ULENGTH
The ULENGTH function returns an integer value that is
equal to the number of UTF-8 or UTF-16 characters in a character data
item argument that contains UTF-8 or UTF-16 data.
The function type is integer.
- argument-1
- Must be of class
alphabetic, alphanumeric, or national
.
argument-1 must contain valid UTF-8 or UTF-16 encoded characters:
- If argument-1 is of class alphabetic or alphanumeric, it must contain valid UTF-8 data.
- If argument-1 is of class national, it must contain valid UTF-16 data.

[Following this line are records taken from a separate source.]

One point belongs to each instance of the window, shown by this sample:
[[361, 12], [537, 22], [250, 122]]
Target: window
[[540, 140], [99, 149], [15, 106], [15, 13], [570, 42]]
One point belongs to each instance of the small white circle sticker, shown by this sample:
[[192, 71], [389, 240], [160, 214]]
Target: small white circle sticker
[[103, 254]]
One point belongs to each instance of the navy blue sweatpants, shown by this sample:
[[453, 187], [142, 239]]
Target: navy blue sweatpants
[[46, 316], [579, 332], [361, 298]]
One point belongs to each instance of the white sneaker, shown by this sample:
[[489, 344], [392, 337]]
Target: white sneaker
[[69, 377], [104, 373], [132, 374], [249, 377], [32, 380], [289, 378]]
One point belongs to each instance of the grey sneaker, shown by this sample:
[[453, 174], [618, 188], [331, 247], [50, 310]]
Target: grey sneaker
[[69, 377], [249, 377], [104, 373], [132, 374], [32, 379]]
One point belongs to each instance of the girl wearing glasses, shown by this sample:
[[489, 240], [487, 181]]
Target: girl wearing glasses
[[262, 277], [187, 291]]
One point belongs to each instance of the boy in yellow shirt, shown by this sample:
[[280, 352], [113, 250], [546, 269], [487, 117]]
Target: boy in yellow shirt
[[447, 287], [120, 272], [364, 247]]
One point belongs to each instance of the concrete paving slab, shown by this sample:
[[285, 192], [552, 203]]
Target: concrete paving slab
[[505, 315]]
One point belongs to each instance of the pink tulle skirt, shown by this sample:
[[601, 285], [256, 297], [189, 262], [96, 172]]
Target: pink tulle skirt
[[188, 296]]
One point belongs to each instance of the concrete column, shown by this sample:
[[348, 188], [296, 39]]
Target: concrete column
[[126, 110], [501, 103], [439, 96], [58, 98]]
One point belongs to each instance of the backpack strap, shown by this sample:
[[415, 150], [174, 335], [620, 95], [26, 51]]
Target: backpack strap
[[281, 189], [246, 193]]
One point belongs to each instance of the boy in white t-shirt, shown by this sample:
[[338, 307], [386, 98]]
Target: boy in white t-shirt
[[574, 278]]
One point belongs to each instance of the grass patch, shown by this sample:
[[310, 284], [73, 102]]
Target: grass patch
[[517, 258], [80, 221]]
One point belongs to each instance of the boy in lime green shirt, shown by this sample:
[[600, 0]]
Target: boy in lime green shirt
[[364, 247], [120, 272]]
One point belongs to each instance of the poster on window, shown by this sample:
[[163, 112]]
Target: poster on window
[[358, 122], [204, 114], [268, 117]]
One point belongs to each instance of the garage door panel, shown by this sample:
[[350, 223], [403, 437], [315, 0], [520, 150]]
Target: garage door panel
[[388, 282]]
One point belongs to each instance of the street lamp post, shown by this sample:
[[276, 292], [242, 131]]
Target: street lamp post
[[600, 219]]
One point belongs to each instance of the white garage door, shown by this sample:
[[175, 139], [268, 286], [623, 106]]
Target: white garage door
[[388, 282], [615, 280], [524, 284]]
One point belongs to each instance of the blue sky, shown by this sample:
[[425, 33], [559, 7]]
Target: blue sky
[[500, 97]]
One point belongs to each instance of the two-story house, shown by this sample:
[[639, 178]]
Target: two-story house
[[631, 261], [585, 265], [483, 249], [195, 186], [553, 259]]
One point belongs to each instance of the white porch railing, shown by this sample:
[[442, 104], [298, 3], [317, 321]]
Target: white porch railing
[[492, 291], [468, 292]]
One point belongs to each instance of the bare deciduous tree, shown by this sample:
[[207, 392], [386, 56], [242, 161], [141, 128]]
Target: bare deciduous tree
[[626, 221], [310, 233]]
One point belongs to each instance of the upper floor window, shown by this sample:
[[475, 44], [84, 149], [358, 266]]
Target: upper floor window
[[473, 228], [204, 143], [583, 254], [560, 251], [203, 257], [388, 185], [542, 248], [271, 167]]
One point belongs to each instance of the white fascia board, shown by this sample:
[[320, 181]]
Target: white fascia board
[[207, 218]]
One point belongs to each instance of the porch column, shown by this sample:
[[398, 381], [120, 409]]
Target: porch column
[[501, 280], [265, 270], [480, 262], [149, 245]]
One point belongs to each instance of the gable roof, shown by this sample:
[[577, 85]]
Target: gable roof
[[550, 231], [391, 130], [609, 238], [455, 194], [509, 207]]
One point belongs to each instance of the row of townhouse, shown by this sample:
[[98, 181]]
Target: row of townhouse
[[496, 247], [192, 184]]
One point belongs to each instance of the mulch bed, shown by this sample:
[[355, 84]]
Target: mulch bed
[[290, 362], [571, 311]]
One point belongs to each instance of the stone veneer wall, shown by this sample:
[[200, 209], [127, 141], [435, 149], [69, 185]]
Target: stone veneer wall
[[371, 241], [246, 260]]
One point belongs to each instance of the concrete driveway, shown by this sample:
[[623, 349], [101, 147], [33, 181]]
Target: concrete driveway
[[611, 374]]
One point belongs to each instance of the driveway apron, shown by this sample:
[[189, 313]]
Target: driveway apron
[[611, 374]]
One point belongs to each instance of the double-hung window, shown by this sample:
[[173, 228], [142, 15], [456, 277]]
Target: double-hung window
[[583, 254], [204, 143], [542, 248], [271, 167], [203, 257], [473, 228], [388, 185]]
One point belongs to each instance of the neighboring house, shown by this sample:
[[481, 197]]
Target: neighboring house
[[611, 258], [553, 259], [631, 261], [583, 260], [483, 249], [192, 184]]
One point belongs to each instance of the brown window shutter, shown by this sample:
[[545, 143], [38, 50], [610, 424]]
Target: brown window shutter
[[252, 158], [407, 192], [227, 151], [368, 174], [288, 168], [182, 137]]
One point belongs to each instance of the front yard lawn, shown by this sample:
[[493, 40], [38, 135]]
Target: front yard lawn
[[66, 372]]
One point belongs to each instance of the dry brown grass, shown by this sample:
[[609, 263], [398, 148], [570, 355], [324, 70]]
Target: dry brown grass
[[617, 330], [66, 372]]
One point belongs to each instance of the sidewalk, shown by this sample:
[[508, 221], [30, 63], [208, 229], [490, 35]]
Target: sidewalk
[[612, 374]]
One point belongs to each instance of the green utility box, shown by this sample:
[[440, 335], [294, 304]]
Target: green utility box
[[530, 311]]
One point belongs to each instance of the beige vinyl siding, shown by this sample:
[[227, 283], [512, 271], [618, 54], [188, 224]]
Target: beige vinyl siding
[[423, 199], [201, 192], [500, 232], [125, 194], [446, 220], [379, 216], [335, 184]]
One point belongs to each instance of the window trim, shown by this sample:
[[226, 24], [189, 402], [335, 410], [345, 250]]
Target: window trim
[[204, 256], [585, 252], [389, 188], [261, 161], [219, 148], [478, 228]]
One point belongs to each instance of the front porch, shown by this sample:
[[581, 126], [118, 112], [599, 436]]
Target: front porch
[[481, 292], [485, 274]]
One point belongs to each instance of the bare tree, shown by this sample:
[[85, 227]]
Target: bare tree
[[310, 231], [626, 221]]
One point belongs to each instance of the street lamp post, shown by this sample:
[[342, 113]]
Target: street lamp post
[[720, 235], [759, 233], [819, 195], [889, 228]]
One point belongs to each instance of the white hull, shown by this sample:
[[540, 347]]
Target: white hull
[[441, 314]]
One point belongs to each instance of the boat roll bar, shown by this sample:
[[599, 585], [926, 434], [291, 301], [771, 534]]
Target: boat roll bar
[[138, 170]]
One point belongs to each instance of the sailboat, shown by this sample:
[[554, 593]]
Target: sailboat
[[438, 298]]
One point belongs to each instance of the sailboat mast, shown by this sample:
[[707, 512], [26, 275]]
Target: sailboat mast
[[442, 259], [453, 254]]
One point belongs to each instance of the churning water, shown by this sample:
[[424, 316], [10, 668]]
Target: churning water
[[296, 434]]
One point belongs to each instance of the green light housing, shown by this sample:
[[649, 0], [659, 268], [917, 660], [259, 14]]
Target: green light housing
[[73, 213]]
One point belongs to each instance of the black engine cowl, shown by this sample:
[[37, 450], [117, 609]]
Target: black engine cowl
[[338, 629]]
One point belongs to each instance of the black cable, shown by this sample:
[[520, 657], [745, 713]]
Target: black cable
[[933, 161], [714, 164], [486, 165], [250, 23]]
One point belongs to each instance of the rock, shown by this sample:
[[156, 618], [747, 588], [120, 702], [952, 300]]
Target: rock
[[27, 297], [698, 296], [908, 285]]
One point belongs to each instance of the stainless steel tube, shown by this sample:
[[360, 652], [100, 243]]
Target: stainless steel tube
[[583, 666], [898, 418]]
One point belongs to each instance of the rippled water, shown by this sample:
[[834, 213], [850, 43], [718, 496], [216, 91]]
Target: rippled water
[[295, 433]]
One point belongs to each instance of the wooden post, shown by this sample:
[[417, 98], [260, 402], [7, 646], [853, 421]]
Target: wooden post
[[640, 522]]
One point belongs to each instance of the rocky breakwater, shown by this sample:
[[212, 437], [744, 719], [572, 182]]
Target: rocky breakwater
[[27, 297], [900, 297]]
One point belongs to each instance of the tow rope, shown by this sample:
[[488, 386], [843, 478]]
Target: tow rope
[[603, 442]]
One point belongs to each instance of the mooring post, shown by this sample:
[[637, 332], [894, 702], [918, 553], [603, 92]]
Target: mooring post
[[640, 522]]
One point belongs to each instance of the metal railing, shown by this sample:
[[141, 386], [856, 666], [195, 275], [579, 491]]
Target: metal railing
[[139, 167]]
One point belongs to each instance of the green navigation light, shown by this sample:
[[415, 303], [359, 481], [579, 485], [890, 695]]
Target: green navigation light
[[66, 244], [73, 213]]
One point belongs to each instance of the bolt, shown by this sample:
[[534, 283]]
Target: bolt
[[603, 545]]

The returned value is the number of
UTF-8 or UTF-16
characters in argument-1.
Example 1
If
argument-1 is a UTF-8
encoded item and
the UTF-8 argument contains composed characters,
the combining characters are counted individually in determining the
length. For example, when encoded in UTF-8, the Unicode character ä can
be x'C3A4' or x'61CC88'. With either of the UTF-8 characters as argument-1,
the returned values of the ULENGTH function are different. See the
following table for details.


Character | Unicode encoding | UTF-8 encoding | Returned value of the ULENGTH function |
---|---|---|---|
ä | U+00E4
(precomposed form,
latin small letter a with diaeresis) |
x'C3A4' | 1 |
U+0061 + U+0308
(canonical decomposition,
latin small letter a + combining diaeresis) |
x'61CC88' | 2 |

Example 2
If argument-1 is a national data item that contains UTF-16 data and argument-1 contains surrogate pairs, each pair of low and high surrogates will be counted as one UTF-16 character. For example, if B is a national item that contains the UTF-16 value x'005400F6006200750072D858DC6B0073' ('Töber𦁫s'), the returned value from ULENGTH(B) will be 7. Character 𦁫 = X'D858DC6B' is counted as one UTF-16 character.